As generative artificial intelligence (genAI) models are expected to become more compact to suit specific requirements and corporate budgets, many service providers are still strategizing their revenue approach around offering AI cloud services.

In his recent annual shareholder letter, Amazon CEO Andy Jassy outlined a shift in focus towards providing AI models as web services to enterprise clients rather than developing consumer-facing genAI applications.

Jassy highlighted the potential of generative AI as a significant pillar for Amazon's future growth, emphasizing the company's commitment to leveraging AWS as a platform for transformative AI solutions.

This strategic shift aligns with market projections, as organizations are planning to increase their investment in AI initiatives over the next 18 months, according to a survey by IDC.

Amazon has introduced Bedrock, a platform offering various large language models (LLMs) via AWS, catering to organizations seeking to develop genAI applications. Additionally, Amazon Q, a cloud-based AI-assisted coding assistant, has recently been launched.

Bedrock provides AI foundational models from AI21 Labs, Anthropic, Cohere, Meta, Mistral AI, Stability AI, as well as Amazon's own LLM, accessible through a unified API.

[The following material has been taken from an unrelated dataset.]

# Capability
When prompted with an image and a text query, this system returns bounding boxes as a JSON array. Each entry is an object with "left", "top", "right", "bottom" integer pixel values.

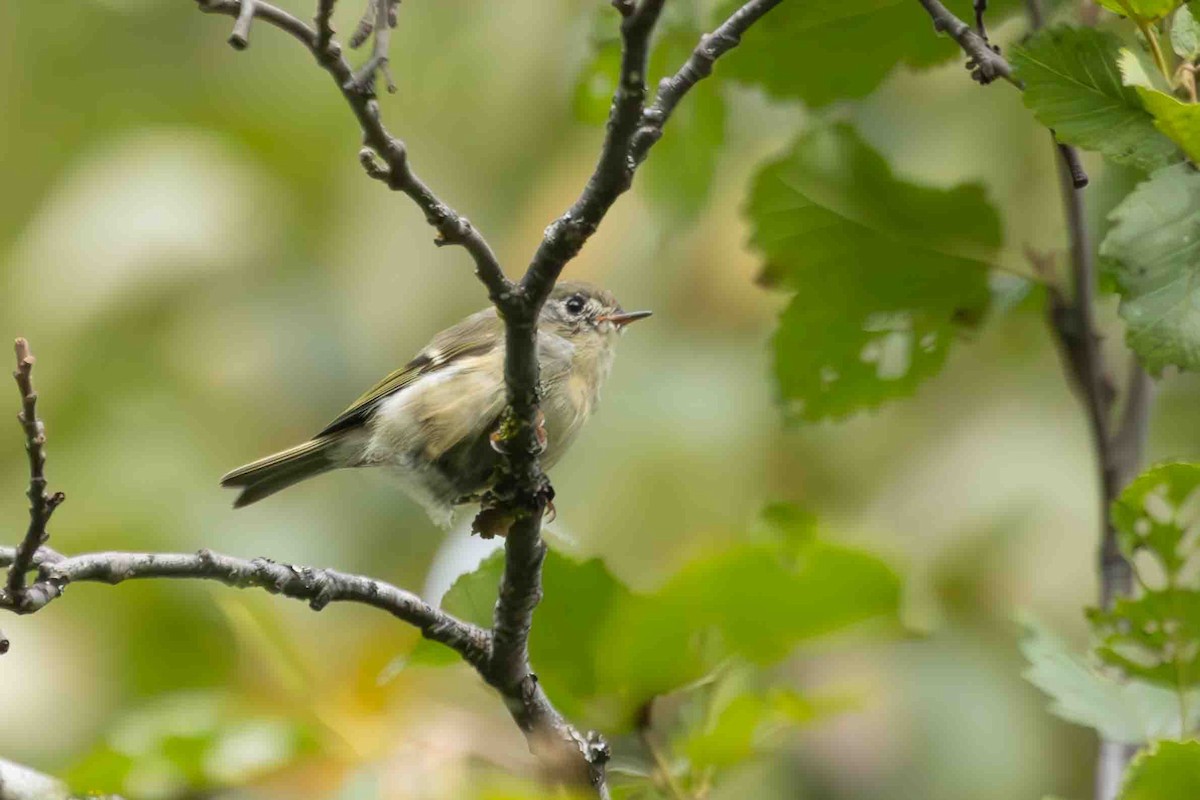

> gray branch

Among Amazon's AI cloud clients are notable names like ADP, Delta Air Lines, GoDaddy, Intuit, Pfizer, and Siemens.

Cloud computing currently dominates the delivery of genAI applications to enterprises due to the prohibitive cost of building proprietary infrastructure. Major players like Amazon Web Services, Google, IBM, Microsoft, and Oracle have made substantial investments in AI cloud offerings since the emergence of ChatGPT in November 2022.

According to Gartner analyst Avivah Litan, only hyperscalers and large enterprises can afford the significant costs associated with training and operating very large LLMs and foundation models.

While cloud services remain manageable for enterprises, escalating costs may become a concern as genAI application pilots expand. Consequently, many organizations are exploring the deployment of smaller, on-premises LLMs tailored for specific tasks.

Smaller, domain-specific models trained on extensive datasets are poised to challenge the dominance of leading LLMs such as OpenAI's GPT-4 and Meta AI's LLaMA 2. These smaller models offer easier customization for specific use cases, according to Dan Diasio, Ernst & Young's Global Artificial Intelligence Consulting Leader.

Despite the potential, Gartner Research warns that a significant portion of genAI projects may be abandoned post proof of concept (POC) due to various factors like poor data quality, escalating costs, or unclear business value.

Looking ahead, AI cloud services are expected to continue growing, facilitated by platforms like AWS Bedrock, Azure AI, and Google Cloud Vertex, which streamline access to AI capabilities.

While enterprises will still rely on major AI cloud providers for access to very large LLMs, the emergence of smaller LLMs running on less hardware signifies a shift towards more distributed AI infrastructure.

Overall, the future landscape of AI services will likely feature a blend of very large foundation model cloud services and smaller, private cloud services, catering to diverse enterprise needs and preferences.